The Commission performed new meta-analyses for depression and hearing loss. The risk of dementia was 2.25 times higher for those with depression 10-14 years prior compared to those without. For hearing loss, the risk was 1.37 times higher compared to those without hearing loss.
The report highlighted the disproportionate burden of dementia risk factors among disadvantaged populations. In the U.S., the prevalence of potentially modifiable risk factors was higher among Black (9.9%) and Hispanic (11.0%) individuals compared to White non-Hispanic individuals (7.7%).
The Commission emphasized the importance of timely diagnosis and care coordination. A meta-analysis of 12 randomized controlled trials found that antihypertensive medication was associated with a lower risk of dementia or cognitive impairment compared to placebo or higher blood pressure targets.
Cholinesterase inhibitors and memantine were recommended for the treatment of Alzheimer's disease and Lewy body dementia based on evidence of their effectiveness in reducing symptom severity, improving cognition, and decreasing mortality risk.
The report discussed the potential of disease-modifying treatments, such as amyloid-β-targeting antibodies, which showed modest efficacy in reducing cognitive decline in early Alzheimer's disease. However, the Commission cautioned about the limited generalizability of these findings, as most trials excluded participants with psychiatric illnesses, cerebrovascular disease, and cardiovascular disease.

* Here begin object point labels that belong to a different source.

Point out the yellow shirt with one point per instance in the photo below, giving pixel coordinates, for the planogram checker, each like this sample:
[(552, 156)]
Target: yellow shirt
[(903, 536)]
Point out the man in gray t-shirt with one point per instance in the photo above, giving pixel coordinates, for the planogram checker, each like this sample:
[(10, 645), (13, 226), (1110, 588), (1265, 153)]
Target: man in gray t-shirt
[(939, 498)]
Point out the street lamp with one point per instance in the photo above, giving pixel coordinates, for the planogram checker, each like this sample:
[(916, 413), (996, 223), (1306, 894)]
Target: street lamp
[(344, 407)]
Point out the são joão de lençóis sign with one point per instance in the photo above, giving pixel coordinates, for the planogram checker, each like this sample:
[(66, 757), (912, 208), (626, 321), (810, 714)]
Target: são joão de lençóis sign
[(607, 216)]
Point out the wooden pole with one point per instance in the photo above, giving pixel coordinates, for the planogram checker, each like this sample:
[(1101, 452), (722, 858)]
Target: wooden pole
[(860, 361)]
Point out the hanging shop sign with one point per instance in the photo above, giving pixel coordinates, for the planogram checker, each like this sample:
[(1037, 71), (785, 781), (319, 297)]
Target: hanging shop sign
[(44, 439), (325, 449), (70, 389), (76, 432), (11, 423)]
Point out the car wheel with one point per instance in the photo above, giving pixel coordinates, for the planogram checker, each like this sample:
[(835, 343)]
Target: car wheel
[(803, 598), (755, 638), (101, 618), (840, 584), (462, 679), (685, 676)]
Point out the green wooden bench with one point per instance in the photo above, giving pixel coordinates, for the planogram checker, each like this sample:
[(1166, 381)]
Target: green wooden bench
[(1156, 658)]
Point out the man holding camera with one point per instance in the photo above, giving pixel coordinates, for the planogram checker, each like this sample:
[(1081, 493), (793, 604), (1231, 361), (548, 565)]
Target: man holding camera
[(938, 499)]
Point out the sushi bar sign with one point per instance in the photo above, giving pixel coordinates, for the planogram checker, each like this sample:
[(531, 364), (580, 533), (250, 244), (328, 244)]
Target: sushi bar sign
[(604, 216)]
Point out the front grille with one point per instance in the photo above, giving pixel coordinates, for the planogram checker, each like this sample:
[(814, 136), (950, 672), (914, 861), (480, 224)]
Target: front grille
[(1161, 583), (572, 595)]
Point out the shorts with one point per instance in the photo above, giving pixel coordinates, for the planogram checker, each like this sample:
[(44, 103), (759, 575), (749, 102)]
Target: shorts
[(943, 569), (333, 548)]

Reducing vascular damage, dementia neuropathology, stress, and inflammation while increasing cognitive and brain reserve can help prevent and delay dementia. The report authors emphasized the importance of culturally tailored interventions for people with dementia and their caregivers, especially in low- and middle-income countries..
Lessons learned from the COVID-19 pandemic were also highlighted, as people with dementia experienced higher mortality rates compared to those without dementia.
The Commission called for urgent action to prioritize brain health across the life course and improve the lives of those affected by dementia through a combination of individual and population-level interventions, while acknowledging the limitations of current evidence and the challenges of implementing preventive strategies.
Declaration of interests can be found in the report.